Она невольно задела одну из самых чувствительных струнок души Катарины, и та замолчала. В самом деле, может, ей лучше остаться здесь, в этом суровом, но спокойном мире, где ее судьба определена раз и навсегда, и не стремиться изведать мирскую жизнь с ее непонятными и запретными волнениями и страстями?
Глава II
Рамон Монкада прибыл в Амстердам совершенно разбитым, безмерно утомленным долгой дорогой. Ему пришлось пересечь половину Испании и всю Францию, проехать через бесконечные заставы и таможни, где каждый чиновник, невзирая на сан Рамона, без зазрения совести пытался выманить у него несколько лишних эскудо. Представители инквизиции всякий раз тщательно проверяли его багаж, подозрительно перелистывали книги, после чего опять-таки требовали заплатить деньги за досмотр. Ему надоели медлительные тряские экипажи, частые остановки, плохие дороги, жалкие гостиницы, наглые слуги. Четырежды отцу Рамону пришлось соборовать умерших и служить заупокойную мессу. Пища на постоялых дворах была груба и отвратительно приготовлена, потому Рамон ел в основном фрукты и хлеб.
Во Франции было проще, там его понимали; когда Рамон въехал в Нидерланды, он увидел, что его голландский, который он только-только начал учить, слишком плох. Впрочем, сами голландцы показались Рамону добродушными и щедрыми. Нередко священнику совершенно бесплатно предлагали молоко и хлеб, а его появление повсюду встречалось почтительными поклонами.
Эти люди выглядели спокойными, трудолюбивыми, чуждыми природной надменности, характерной для испанцев. Здесь встречалось много светловолосых мужчин и женщин, что Рамону, привыкшему к темноглазым и смуглолицым жителям Испании, казалось удивительным. Пейзаж тоже был другим: зеленые равнины, пугающее безлюдье. Зачастую тишину нарушал лишь шум вековых дубов и исполинских мельниц, напоминающих творение рук каких-то сказочных великанов.
В Амстердаме небо над головой было затянуто зловещими свинцовыми тучами, тогда как в Испании небеса ослепляли глубокой и чистой синевой. Дул резкий прохладный ветер. В гавани теснилось великое множество судов, напоминавших гигантских птиц. Было много воды – дома покоились на деревянных сваях, и город перерезало не менее полусотни каналов.

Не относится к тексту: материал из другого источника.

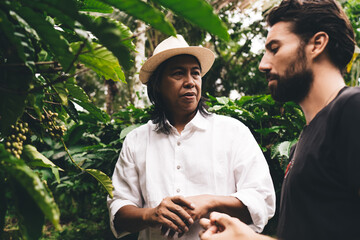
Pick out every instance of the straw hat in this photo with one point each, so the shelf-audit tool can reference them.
(171, 47)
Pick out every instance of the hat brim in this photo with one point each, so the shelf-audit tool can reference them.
(205, 56)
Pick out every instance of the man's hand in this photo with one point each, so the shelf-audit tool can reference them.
(202, 206)
(222, 226)
(170, 214)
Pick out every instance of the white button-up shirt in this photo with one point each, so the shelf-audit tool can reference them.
(213, 155)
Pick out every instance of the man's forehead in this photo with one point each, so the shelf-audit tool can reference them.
(182, 61)
(280, 31)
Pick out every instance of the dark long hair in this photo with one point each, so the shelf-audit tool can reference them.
(158, 113)
(311, 16)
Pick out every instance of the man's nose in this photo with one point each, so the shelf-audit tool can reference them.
(264, 65)
(189, 81)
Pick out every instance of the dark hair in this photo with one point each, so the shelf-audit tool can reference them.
(312, 16)
(158, 113)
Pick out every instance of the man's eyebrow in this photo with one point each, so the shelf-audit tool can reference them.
(183, 68)
(268, 45)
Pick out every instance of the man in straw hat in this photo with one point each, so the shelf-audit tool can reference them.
(186, 162)
(308, 47)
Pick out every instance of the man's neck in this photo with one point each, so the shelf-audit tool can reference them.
(328, 81)
(179, 121)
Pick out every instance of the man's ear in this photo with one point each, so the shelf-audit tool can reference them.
(318, 43)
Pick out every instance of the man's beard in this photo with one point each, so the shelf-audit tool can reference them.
(295, 84)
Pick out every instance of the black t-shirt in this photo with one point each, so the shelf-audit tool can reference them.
(321, 191)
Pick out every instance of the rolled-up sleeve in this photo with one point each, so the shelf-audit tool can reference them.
(254, 185)
(126, 185)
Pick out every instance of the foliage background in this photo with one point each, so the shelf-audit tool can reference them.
(69, 94)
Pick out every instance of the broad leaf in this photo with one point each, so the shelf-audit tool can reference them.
(14, 83)
(48, 35)
(77, 92)
(8, 31)
(92, 109)
(200, 13)
(19, 171)
(113, 35)
(144, 12)
(35, 159)
(51, 10)
(102, 61)
(103, 179)
(95, 6)
(62, 92)
(31, 219)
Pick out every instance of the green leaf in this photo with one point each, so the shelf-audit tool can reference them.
(114, 35)
(95, 6)
(266, 131)
(61, 90)
(126, 130)
(200, 13)
(35, 159)
(282, 149)
(92, 109)
(144, 12)
(77, 92)
(19, 171)
(101, 60)
(14, 83)
(50, 10)
(8, 30)
(103, 179)
(31, 219)
(48, 35)
(223, 100)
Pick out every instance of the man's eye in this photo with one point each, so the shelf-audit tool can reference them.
(179, 73)
(274, 49)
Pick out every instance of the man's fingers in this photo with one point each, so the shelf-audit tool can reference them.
(180, 225)
(205, 223)
(180, 200)
(207, 234)
(181, 213)
(220, 218)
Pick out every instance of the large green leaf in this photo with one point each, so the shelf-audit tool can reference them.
(14, 83)
(48, 35)
(144, 12)
(31, 218)
(95, 6)
(103, 179)
(200, 13)
(50, 10)
(114, 35)
(101, 60)
(19, 171)
(77, 92)
(93, 110)
(35, 159)
(9, 32)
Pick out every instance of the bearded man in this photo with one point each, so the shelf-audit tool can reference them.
(309, 44)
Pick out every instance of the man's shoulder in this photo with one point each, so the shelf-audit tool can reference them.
(349, 93)
(140, 130)
(227, 121)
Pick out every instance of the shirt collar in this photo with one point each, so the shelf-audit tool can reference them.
(199, 122)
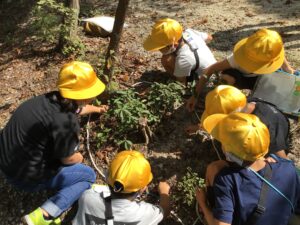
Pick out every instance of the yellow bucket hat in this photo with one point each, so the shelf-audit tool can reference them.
(223, 99)
(164, 32)
(261, 53)
(78, 80)
(241, 134)
(131, 169)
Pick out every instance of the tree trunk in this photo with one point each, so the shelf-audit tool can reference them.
(69, 33)
(115, 36)
(75, 6)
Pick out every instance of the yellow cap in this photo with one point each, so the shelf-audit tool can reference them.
(131, 169)
(165, 32)
(223, 99)
(241, 134)
(78, 80)
(261, 53)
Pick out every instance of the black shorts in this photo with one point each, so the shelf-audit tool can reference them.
(241, 82)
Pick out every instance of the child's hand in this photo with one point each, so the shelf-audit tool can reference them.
(163, 188)
(201, 196)
(103, 108)
(88, 109)
(192, 129)
(190, 104)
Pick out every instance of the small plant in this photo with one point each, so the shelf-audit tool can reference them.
(164, 98)
(130, 114)
(187, 187)
(125, 111)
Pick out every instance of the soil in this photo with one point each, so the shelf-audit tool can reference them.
(29, 68)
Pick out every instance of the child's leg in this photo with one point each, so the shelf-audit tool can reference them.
(71, 182)
(168, 62)
(212, 170)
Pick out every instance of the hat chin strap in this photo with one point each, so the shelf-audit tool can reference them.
(233, 158)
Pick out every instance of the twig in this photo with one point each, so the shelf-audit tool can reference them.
(89, 151)
(172, 213)
(215, 147)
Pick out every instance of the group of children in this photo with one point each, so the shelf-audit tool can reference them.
(254, 184)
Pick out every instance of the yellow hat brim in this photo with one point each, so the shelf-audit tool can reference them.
(152, 45)
(211, 122)
(96, 89)
(252, 66)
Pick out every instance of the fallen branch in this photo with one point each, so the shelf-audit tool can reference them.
(89, 151)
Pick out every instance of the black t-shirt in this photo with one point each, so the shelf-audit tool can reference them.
(276, 122)
(37, 136)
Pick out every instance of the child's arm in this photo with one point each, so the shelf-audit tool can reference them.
(287, 67)
(216, 67)
(88, 109)
(201, 200)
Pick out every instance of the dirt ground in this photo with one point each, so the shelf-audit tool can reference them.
(27, 70)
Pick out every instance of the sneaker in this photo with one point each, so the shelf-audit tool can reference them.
(36, 218)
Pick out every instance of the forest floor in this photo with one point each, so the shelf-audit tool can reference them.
(27, 69)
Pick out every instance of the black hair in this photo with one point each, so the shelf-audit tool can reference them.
(67, 105)
(119, 194)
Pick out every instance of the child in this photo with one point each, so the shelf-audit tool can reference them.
(185, 54)
(129, 175)
(247, 188)
(39, 144)
(261, 53)
(226, 99)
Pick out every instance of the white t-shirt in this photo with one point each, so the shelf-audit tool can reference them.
(234, 65)
(185, 59)
(125, 212)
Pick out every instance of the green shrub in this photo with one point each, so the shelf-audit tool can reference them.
(187, 187)
(127, 108)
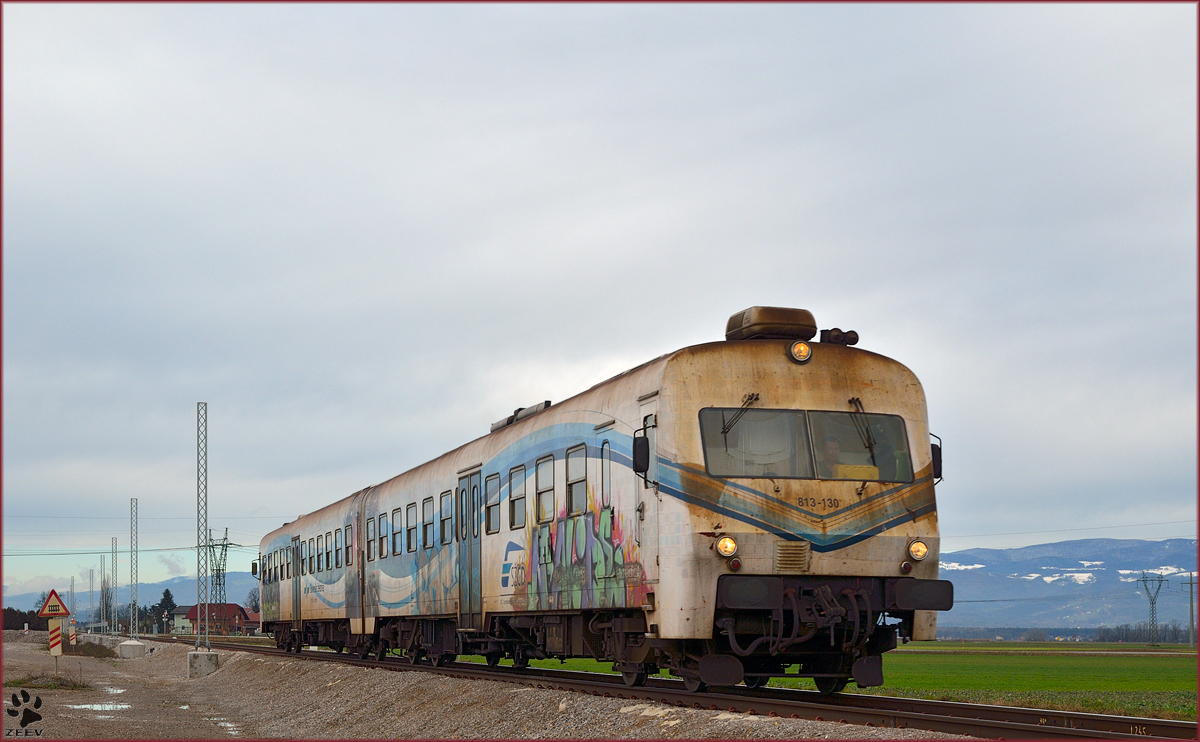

Хотя набережная кишела народом, здесь было меньше сутолоки, чем в Мадриде. Нельзя сказать, что у себя на родине Рамон обращал много внимания на туалеты испанок, но даже он заметил, что голландские женщины одеты иначе – почти все в белоснежных чепцах с полукруглыми полями и в скромных темных платьях. Полное отсутствие роскоши, простота и строгость; лишь изредка мелькали выглядевшие особенно яркими на фоне пасмурного дня красные, зеленые, голубые или желтые наряды девушек дворянского сословия, из числа тех, кто не боялся следовать заграничной моде.
Рамон попытался узнать, как найти аббатство, но ему никто не мог помочь. Несчастный священник мучился до тех пор, пока случайно не встретил соотечественника. Молодой дворянин в обшитом золотой тесьмой бархатном плаще и шляпе из цветного фетра на завитых волосах уважительно выслушал Рамона, а потом разыскал какого-то монаха, который указал дорогу к обители, куда священник сумел добраться лишь к ночи.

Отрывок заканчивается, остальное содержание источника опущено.